Moisturizing masks packaged in bags bearing Kim Jong Un's likeness initially flew off store shelves in South Korea -- but the skincare products were soon pulled in some stores amid widespread criticism.
The masks, called “unification moisture nuclear masks” or “nuke masks,” feature a package with a beauty mask superimposed on a photo of a waving Kim. The package, which sells for 4,000 won or about $3.55, also includes slogans such as, “Should we now go over the border with a whitened face?”
The products were launched by skincare company 5149 in June and some 25,000 units have been sold, Sky News reported.
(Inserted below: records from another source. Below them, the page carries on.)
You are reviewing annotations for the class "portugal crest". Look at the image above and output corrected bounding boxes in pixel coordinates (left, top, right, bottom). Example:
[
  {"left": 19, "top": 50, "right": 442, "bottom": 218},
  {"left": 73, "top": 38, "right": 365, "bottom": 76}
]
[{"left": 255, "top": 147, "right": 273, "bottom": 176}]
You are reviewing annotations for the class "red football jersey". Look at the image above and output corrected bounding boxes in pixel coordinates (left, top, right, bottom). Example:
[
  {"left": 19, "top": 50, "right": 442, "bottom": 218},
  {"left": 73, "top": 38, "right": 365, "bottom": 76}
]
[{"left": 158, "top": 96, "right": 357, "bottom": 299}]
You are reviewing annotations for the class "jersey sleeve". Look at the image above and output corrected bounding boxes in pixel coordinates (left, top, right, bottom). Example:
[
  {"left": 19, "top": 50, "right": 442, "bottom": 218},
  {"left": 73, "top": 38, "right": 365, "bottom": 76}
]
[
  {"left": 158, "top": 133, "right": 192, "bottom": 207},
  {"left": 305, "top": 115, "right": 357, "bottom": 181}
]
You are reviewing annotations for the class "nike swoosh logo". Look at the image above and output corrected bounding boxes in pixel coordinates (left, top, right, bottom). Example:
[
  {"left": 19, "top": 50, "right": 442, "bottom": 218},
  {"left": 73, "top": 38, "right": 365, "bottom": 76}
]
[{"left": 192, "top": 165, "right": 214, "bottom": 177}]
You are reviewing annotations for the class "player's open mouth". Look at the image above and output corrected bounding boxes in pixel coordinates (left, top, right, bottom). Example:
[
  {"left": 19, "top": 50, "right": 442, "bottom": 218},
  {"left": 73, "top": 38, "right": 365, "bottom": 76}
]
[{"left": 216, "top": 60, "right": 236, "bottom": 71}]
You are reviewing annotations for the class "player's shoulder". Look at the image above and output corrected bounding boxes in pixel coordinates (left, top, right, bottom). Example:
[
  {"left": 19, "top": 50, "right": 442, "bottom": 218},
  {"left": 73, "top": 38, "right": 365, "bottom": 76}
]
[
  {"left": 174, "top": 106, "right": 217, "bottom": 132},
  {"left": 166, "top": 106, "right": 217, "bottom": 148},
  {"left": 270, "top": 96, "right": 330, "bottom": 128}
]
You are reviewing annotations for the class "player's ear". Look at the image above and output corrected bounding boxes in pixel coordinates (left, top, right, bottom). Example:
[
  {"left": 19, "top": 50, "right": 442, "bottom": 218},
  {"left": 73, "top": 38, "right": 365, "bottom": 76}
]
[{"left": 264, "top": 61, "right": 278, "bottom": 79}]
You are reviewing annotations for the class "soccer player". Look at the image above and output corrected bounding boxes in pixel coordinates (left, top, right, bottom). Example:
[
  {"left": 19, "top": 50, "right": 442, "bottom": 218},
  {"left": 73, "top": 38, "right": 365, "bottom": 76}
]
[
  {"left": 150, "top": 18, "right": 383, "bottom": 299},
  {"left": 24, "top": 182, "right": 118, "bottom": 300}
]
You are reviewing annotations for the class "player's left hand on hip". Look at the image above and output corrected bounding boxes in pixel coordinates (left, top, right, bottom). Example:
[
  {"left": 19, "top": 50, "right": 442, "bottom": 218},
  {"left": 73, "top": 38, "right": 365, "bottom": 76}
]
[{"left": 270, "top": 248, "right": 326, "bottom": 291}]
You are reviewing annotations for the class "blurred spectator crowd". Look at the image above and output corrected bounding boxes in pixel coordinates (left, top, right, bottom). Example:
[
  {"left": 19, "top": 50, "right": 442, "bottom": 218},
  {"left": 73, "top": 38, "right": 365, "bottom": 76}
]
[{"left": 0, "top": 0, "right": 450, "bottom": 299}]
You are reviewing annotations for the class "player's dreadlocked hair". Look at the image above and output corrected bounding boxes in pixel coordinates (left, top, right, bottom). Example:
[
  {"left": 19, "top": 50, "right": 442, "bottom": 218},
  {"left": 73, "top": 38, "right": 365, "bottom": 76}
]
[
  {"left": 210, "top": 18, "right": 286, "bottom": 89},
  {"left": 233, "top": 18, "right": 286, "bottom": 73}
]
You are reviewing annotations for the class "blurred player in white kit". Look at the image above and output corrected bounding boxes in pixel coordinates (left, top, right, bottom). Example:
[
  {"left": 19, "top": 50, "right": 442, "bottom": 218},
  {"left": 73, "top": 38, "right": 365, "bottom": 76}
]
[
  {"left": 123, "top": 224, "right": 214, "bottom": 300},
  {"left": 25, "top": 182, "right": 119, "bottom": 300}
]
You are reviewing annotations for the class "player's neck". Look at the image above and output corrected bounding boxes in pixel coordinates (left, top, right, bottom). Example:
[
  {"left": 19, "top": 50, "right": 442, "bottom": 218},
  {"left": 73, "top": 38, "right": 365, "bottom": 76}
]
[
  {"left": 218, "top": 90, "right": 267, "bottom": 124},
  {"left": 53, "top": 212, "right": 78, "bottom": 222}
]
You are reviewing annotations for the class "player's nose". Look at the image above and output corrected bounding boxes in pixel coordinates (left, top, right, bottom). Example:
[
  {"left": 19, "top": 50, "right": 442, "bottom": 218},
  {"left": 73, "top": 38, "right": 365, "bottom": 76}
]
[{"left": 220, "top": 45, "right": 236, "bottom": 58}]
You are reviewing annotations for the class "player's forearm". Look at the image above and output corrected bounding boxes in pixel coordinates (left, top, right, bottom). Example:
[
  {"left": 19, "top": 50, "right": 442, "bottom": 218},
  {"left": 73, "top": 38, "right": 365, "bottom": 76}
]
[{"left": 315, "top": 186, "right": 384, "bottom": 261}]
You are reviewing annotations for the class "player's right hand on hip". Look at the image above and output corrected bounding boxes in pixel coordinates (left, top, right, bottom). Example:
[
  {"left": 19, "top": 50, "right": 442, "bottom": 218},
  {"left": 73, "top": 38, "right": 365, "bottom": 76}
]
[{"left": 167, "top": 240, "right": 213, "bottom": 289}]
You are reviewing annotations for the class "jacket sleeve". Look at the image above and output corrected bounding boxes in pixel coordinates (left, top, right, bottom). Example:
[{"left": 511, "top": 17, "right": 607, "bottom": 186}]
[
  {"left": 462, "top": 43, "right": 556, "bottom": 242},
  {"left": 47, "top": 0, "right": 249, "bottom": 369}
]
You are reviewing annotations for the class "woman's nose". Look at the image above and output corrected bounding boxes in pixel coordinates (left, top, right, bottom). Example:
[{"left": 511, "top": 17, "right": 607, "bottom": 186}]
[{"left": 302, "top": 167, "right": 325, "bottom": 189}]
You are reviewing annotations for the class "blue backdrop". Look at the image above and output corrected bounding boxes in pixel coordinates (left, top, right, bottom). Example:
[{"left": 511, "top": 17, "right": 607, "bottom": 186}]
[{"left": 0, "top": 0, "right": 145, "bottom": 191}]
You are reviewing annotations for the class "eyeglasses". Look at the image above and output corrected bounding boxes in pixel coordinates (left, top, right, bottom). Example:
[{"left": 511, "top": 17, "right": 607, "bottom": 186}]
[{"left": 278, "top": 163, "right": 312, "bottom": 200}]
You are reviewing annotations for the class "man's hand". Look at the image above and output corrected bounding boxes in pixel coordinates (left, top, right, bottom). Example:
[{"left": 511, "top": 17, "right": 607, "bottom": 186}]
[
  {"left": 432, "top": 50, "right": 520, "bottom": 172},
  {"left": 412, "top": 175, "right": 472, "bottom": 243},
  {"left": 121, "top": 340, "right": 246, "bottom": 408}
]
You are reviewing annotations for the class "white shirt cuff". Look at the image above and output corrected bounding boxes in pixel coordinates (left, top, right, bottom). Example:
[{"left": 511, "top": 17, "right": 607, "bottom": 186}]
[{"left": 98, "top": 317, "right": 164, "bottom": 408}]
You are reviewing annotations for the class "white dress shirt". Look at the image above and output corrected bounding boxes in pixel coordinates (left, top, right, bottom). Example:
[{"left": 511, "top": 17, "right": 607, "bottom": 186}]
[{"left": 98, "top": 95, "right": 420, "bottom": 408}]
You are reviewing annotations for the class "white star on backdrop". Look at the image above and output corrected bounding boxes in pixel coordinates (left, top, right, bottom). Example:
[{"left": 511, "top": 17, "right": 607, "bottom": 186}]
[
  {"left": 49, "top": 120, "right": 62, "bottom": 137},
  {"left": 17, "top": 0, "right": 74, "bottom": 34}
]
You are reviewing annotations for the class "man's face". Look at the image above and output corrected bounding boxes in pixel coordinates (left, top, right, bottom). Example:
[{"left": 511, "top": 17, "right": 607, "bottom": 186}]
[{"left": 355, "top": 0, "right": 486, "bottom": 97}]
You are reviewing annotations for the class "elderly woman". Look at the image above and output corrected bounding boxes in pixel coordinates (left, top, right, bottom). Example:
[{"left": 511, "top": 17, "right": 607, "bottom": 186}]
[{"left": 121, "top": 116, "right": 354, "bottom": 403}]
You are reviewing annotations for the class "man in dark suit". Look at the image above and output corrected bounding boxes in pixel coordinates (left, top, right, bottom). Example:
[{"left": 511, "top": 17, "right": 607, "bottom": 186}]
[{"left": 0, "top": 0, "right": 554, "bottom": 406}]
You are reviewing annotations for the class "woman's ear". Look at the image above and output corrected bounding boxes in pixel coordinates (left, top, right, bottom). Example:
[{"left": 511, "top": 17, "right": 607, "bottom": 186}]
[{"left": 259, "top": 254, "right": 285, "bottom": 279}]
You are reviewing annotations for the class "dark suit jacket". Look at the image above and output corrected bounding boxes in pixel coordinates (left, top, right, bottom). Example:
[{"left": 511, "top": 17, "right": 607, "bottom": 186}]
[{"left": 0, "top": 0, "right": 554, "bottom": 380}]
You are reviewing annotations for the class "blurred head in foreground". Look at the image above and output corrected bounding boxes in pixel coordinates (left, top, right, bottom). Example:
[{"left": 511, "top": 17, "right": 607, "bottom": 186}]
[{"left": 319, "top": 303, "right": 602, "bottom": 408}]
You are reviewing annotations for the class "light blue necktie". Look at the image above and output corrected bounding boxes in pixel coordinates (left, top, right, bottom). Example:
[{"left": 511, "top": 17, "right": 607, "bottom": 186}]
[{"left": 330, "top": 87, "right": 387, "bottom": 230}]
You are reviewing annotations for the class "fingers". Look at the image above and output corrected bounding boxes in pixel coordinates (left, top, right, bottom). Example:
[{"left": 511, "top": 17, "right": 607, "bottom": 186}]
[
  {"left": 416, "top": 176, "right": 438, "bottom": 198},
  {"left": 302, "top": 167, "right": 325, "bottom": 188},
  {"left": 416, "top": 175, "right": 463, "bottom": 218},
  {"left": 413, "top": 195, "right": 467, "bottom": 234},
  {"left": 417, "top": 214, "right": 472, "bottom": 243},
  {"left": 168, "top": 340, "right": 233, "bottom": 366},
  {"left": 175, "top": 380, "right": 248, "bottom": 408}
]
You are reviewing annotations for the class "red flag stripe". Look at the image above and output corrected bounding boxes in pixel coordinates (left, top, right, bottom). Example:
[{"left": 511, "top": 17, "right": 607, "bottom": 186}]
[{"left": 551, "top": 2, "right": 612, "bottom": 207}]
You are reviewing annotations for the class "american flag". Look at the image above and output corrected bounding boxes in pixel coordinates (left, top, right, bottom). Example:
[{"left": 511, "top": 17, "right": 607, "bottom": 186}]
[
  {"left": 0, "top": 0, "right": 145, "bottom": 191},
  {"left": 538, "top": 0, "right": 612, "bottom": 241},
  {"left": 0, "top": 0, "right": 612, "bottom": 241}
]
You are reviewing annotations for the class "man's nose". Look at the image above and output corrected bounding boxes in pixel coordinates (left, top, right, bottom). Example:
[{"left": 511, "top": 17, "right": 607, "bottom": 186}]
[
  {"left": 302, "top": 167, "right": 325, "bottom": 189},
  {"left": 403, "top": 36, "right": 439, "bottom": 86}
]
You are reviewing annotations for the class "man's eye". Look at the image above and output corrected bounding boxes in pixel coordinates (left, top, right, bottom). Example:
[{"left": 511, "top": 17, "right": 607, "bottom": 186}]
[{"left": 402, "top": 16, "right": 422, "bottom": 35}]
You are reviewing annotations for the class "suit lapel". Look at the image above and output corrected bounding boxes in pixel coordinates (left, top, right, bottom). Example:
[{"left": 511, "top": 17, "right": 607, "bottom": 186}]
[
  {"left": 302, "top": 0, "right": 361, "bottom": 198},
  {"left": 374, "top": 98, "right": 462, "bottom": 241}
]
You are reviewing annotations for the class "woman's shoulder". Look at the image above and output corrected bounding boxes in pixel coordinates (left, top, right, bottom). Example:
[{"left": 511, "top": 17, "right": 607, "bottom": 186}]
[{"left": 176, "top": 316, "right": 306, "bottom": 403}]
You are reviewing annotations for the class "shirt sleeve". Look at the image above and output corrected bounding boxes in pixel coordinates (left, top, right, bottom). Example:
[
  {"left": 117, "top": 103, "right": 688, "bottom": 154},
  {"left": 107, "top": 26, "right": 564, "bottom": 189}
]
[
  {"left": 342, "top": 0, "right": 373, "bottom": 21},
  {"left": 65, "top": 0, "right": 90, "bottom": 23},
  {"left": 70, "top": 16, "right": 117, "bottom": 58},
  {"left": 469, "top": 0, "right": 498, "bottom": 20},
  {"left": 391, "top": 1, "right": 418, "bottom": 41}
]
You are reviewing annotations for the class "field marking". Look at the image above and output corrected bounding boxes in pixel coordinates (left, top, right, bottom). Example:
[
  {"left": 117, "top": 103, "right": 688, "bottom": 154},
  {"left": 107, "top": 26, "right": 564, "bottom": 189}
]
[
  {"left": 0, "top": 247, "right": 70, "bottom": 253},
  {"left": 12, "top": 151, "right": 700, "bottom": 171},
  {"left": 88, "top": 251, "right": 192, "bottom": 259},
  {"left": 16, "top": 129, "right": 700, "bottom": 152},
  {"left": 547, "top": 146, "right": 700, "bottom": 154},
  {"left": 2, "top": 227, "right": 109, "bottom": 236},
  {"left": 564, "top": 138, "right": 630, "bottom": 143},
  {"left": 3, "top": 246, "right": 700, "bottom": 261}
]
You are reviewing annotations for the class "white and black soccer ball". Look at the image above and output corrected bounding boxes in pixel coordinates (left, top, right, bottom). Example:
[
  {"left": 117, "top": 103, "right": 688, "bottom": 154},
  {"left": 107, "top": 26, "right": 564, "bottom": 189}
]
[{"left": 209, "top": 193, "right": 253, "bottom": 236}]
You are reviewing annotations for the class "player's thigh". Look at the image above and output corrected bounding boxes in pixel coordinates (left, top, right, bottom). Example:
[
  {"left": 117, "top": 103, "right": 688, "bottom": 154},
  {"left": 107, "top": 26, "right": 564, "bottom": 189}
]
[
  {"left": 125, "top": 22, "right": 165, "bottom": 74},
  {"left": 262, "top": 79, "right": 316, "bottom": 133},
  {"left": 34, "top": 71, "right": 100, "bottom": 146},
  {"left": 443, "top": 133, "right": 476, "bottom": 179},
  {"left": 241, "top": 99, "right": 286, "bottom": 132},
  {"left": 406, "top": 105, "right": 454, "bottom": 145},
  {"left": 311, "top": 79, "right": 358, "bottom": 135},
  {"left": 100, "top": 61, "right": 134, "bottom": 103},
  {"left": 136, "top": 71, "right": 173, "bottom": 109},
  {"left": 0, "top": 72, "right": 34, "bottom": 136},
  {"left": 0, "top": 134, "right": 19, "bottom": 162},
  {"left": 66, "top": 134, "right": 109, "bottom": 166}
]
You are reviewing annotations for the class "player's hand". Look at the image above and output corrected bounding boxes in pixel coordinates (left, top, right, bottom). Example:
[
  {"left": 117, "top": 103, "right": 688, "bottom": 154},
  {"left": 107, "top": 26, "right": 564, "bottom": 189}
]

Kwak Hyeon-ju, the company’s chief executive, said she hoped the masks would be seen as a celebration of the “once-in-a-lifetime” meeting earlier this year between Kim and South Korean President Moon Jae-in.
Despite their popularity, the masks were pulled from some store shelves, including the chain Pierrot Shopping, after public criticism for portraying Kim in a light-hearted manner, The New York Times reported.
“The fact that the worst dictator in the world — who violates human rights of its residents — is portrayed as someone who can be part of making world peace shows that South Korean society has lost the ability to filter through and control the situation,” Kang Dong-wan, a professor at Dong-A University, said, according to The New York Times.
South Korean law makes it illegal for citizens to depict the Hermit Kingdom favorably, but the law is not enforced often. So far, the South Korean government has not officially commented about the masks.